Over the last decade the world has awakened to the terrible reality of climate change.

For me personally, it’s an existential assault on my faith in God’s protection: “As it was in the beginning, is now, and ever shall be, world without end.”

Individually and collectively we’re not doing a good enough job of cutting the greenhouse gas emissions that cause climate change. 

Pope Francis recently mused that perhaps “ecological sin against the common home” should be added to the catechism.

If we were facing space aliens attacking our planet this way, it’s likely that humanity would join together and successfully fight them. Unfortunately, the problem arises in our own nature.

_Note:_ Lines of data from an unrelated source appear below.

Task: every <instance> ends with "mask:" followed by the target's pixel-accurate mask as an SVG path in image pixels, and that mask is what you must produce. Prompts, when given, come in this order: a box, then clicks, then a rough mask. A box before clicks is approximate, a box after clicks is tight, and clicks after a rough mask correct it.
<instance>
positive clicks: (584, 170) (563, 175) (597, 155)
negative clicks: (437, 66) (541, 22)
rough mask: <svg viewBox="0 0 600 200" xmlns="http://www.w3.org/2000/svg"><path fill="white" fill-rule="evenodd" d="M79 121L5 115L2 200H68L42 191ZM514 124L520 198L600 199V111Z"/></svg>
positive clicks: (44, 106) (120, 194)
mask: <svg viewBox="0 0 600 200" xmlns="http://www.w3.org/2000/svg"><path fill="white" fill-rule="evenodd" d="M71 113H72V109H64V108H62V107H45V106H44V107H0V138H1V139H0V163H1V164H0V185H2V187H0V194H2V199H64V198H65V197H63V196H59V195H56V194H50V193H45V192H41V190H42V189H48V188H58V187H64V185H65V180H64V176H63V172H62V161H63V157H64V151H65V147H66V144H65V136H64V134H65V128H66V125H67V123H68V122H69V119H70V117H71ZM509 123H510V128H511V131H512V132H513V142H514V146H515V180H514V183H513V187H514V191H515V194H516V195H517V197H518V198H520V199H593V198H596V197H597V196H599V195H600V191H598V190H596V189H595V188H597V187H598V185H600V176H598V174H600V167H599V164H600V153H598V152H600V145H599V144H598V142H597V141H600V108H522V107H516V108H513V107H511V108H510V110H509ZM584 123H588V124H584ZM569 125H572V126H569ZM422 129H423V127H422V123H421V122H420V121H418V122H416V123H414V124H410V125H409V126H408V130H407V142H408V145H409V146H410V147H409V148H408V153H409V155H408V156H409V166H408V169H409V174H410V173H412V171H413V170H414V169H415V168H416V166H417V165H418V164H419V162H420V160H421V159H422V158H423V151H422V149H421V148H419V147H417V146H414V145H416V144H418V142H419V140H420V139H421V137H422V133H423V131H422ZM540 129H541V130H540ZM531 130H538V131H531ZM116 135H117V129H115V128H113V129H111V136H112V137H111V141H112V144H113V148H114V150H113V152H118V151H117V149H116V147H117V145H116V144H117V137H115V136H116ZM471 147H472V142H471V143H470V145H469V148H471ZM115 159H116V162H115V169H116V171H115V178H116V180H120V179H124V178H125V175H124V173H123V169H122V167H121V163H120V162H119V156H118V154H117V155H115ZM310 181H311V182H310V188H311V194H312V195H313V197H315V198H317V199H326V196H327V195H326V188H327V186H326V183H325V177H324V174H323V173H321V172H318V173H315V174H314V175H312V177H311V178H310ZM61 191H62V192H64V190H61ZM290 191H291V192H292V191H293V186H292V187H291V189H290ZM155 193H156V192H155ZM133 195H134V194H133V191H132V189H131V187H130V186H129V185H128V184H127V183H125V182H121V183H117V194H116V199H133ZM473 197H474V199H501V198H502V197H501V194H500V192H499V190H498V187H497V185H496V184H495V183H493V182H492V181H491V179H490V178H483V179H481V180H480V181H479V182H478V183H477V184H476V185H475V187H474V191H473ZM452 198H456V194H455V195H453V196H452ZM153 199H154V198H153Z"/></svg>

As Pope John Paul said, “The most profound and serious indication of the moral implications underlying the ecological problem is the lack of respect for life evident in many of the patterns of environmental pollution.”

Pope Benedict XVI, “the green pope,” asked, “How can we separate, or even set at odds, the protection of the environment and the protection of human life, including the life of the unborn?”

In “Caritas in Veritate,” he wrote, “The way humanity treats the environment influences the way it treats itself, and vice versa.”

Technology could save us if we had the will to implement all the clean, green energy sources available to us. That wasn’t true a decade ago, and we can be grateful for science’s progress.

We simply need the political will to make big structural changes — life-saving investments in the future.

And, as piddling as they may seem, we can also make individual changes: driving less, eating less meat, using less plastic, not buying Teflon-coated products, and making our concern known to business and political leaders.

Our children and grandchildren are counting on us to act.